Friday, June 28, 2019
Katherine Hepburn and Ginger Rogers Share Delightful Chemistry In Stage Door
One shouldn't be surprised to learn that Stage Door originated as a stage play, its heavy emphasis on tight-knit dialogue exchanges set over a minimal amount of different locales certainly makes that abundantly clear. Though certain stage shows have had trouble translating into the world of film, Stage Door manages to achieve a smooth translation mainly by taking advantage of all the opportunities the artform of film has to offer. For instance, feature films, by their very nature, bring the viewer much closer to the characters in visual terms, there's really no way to accomplish a close-up in a stage show. This means the movie version of Stage Door can incorporate more tiny details in costumes and props dealt with by ancillary characters that may never get seen properly in a stage version of the same story.
In the movie take on Stage Door, the camera zooms in on the conversations between the various female supporting residents of the Footlights Club, allowing us to get to know them each better. I'll certainly never forget the one lady who's constantly wandering around with a cat in her hands! It is into this club, home to a bevy of performers hoping to make it big in the world of New York stage acting, that Terry Randall (Katharine Hepburn) arrives. Whereas most of the members of the Footlights Club don't even have a whisper of a penny to their name, Terry is a wealthier girl who thinks of the idea of roughing it financially in order to pursue an acting career as a dandy excursion by choice.
This decision of hers puts her at odds with the other women in the hotel, including Jean Maitland (Ginger Rogers). Over the course of Stage Door, Terry tries her best to both connect with the other Footlights Club residents and score any kind of acting gig, including one coveted by fellow Footlights resident Kay Hamilton (Andrea Leeds). Stage Door's script gives Katharine Hepburn plenty of material to work with in regards to the actor's consistently brilliant trademark dynamite gusto. Hepburn delivers off her whip-smart lines with delightful levels of assuredness and a pivotal scene in which her character confronts a dismissive casting director works as intended because of the prowess Hepburn is able to convey as a performer. You totally believe she could stun a previously cocky casting director hot in their tracks simply by staring them down!

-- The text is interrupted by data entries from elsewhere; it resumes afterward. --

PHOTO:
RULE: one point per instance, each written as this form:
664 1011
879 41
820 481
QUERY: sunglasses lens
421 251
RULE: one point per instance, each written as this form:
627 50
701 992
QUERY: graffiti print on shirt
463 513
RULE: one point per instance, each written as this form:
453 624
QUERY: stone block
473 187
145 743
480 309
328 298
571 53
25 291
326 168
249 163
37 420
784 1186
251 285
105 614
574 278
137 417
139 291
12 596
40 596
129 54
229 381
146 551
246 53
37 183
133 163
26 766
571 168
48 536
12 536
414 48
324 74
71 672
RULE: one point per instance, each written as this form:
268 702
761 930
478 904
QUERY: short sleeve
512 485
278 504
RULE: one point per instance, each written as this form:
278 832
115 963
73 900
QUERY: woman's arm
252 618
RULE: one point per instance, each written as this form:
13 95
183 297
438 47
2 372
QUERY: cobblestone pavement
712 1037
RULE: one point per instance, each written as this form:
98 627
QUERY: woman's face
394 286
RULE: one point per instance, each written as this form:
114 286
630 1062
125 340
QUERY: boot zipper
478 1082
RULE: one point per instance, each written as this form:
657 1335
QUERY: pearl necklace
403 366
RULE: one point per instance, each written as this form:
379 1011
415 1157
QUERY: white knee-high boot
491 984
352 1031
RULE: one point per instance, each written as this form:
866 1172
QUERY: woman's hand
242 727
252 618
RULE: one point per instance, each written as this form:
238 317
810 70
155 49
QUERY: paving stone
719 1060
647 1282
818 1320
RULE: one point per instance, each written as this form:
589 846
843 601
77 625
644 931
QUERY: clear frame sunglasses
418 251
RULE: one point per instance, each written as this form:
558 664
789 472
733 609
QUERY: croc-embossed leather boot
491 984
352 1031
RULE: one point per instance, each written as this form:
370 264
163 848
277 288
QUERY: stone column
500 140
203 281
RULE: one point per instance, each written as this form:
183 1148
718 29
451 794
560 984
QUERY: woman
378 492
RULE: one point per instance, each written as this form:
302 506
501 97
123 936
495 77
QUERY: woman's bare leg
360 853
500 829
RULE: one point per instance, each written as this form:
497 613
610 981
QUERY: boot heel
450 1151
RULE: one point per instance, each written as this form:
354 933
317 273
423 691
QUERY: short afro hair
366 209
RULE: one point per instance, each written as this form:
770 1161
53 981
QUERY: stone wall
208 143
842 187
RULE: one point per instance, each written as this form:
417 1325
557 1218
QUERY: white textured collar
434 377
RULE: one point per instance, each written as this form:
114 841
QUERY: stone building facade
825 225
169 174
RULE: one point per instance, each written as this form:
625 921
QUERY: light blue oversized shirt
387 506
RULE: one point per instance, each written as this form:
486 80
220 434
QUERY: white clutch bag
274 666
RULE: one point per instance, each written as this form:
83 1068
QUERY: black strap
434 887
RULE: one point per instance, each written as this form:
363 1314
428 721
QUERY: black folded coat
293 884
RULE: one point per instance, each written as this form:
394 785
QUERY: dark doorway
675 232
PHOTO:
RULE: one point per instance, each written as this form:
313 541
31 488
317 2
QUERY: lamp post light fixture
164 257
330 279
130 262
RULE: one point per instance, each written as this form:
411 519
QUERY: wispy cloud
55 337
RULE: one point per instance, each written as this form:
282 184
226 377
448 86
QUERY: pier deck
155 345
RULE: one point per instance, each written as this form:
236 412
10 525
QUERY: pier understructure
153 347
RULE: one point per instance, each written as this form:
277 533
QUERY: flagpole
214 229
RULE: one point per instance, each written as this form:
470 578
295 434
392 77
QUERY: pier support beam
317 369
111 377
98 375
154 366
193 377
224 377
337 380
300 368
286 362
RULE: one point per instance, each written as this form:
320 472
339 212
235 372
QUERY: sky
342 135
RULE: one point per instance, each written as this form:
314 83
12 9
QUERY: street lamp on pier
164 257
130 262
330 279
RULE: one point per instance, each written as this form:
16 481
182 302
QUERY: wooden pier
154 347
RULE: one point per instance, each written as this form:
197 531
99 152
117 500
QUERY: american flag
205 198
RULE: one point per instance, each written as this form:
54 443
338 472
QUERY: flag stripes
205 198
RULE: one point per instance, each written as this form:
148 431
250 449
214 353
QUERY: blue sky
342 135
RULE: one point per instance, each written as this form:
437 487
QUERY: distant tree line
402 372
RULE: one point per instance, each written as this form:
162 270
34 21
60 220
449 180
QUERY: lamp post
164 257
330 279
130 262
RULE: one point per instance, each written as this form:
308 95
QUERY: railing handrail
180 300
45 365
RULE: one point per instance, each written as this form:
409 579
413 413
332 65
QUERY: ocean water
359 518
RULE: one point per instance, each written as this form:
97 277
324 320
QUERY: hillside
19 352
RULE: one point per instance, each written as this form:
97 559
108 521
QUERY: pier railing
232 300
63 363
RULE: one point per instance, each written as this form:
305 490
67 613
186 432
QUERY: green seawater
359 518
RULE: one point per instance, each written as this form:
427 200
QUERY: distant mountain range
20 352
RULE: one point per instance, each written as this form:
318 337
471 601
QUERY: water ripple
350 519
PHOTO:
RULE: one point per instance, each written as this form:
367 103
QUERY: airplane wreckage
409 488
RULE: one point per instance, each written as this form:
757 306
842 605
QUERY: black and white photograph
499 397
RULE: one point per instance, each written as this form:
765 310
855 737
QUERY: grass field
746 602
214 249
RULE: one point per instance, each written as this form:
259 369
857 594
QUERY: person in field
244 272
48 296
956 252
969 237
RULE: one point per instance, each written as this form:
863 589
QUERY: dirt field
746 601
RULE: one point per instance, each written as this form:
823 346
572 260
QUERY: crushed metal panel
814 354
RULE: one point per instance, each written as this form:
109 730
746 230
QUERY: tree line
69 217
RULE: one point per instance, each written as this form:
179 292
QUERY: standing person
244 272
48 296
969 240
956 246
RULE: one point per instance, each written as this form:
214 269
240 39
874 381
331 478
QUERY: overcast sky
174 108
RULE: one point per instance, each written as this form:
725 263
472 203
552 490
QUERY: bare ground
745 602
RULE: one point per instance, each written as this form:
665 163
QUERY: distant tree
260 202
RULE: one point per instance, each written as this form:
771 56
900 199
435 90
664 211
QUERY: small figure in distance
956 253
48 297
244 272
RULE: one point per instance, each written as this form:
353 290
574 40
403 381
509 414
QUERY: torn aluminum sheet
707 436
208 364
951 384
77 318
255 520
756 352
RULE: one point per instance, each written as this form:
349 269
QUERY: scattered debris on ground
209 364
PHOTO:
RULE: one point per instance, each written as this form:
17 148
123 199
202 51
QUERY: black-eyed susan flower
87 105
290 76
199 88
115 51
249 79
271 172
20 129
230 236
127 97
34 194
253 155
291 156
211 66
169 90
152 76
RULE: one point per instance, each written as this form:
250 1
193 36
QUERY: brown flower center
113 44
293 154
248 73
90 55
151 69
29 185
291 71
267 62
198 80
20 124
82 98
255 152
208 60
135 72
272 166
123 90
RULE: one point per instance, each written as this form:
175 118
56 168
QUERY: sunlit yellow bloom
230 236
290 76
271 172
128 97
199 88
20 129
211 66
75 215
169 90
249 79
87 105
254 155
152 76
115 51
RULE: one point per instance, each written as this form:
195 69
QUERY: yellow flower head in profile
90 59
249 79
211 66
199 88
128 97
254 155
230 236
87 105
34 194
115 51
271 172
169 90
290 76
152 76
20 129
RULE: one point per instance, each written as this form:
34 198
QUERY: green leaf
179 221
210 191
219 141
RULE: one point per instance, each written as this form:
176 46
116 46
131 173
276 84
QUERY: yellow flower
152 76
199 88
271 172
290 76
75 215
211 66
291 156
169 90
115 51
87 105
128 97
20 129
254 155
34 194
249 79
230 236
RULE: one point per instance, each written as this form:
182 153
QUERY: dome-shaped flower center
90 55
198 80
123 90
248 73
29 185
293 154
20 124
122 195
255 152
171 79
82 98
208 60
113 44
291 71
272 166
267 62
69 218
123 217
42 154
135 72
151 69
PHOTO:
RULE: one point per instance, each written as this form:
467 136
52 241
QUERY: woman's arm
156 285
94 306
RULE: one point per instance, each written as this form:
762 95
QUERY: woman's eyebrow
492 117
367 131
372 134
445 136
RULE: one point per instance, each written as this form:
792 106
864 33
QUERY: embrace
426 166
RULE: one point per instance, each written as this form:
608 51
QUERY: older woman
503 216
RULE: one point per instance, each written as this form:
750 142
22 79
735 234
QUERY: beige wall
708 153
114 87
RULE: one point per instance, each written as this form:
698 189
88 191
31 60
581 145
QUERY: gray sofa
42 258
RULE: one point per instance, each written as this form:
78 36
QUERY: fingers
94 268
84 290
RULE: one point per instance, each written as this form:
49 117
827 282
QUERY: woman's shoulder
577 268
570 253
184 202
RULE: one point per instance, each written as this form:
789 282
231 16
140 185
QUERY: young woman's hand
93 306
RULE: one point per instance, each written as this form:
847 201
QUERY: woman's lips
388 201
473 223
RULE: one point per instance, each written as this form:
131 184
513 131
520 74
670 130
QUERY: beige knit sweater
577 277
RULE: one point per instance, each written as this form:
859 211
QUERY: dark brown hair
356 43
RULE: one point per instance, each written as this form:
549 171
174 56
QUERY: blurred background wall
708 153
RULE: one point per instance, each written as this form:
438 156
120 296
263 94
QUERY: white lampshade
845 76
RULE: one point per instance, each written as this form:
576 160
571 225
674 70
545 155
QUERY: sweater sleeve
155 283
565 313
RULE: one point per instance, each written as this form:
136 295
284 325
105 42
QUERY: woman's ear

A perfectly cast Katharine Hepburn gets to share the silver screen in Stage Door with fellow classic cinema star Ginger Rogers. Stage Door is actually my first exposure to Ginger Rogers as a performer, and though I feel like a film where she actually sang and danced in traditional musical numbers would be a better intro to her, she still does sharp work here. Whereas Cary Grant provides a flustered counterpart to Hepburn's acting style in other 1930s features, Ginger Rogers chooses to play off Hepburn in a more dry-witted manner that reaffirms how the character has been through hell and back in her extensive experiences of trying to land any kind of acting work in New York City, of course even a character with Hepburn's indomitable spirit wouldn't fluster her.
Rogers makes for a solid foil to Hepburn in early scenes of Stage Door while being equally convincing in later sequences where she has to portray Jean becoming closer to Terry. Those later portions of the story of Stage Door do suffer a bit from suddenly having Kay Hamilton take center stage in the story after being such a background presence for much of the film. The lead actors, including Andrea Leeds as Kay Hamilton, help sell the intended pathos of these third act sequences, but the lack of proper prior build-up for the character of Kay Hamilton doesn't make the tragedy-laced climax ring as successfully as the earlier comedic scenes of Terry Randall trying to wiggle her way into hearts of the other Footlights Club members.
But even that more impromptu story turn has its benefits. That dimly-lit scene where Kay, as if in a trance, walks up the stairs of the Footlights Club in silence while echoes of voices dance around in her head is remarkably chilling and tragically captures how distraught she is after Terry lands a lead role she had been trying to nab for so long. Another climactic scene where Terry gives a big post-show speech in honor of Kay is shockingly moving and a wonderful demonstration of Katharine Hepburn's skills as a dramatic performer. Plus, the final scene of Stage Door is a surprisingly poignant ode to how both the newly developed friendship between Terry and Jean as well as the Footlights Club will be like Old Man River in how they'll just keep rolling along.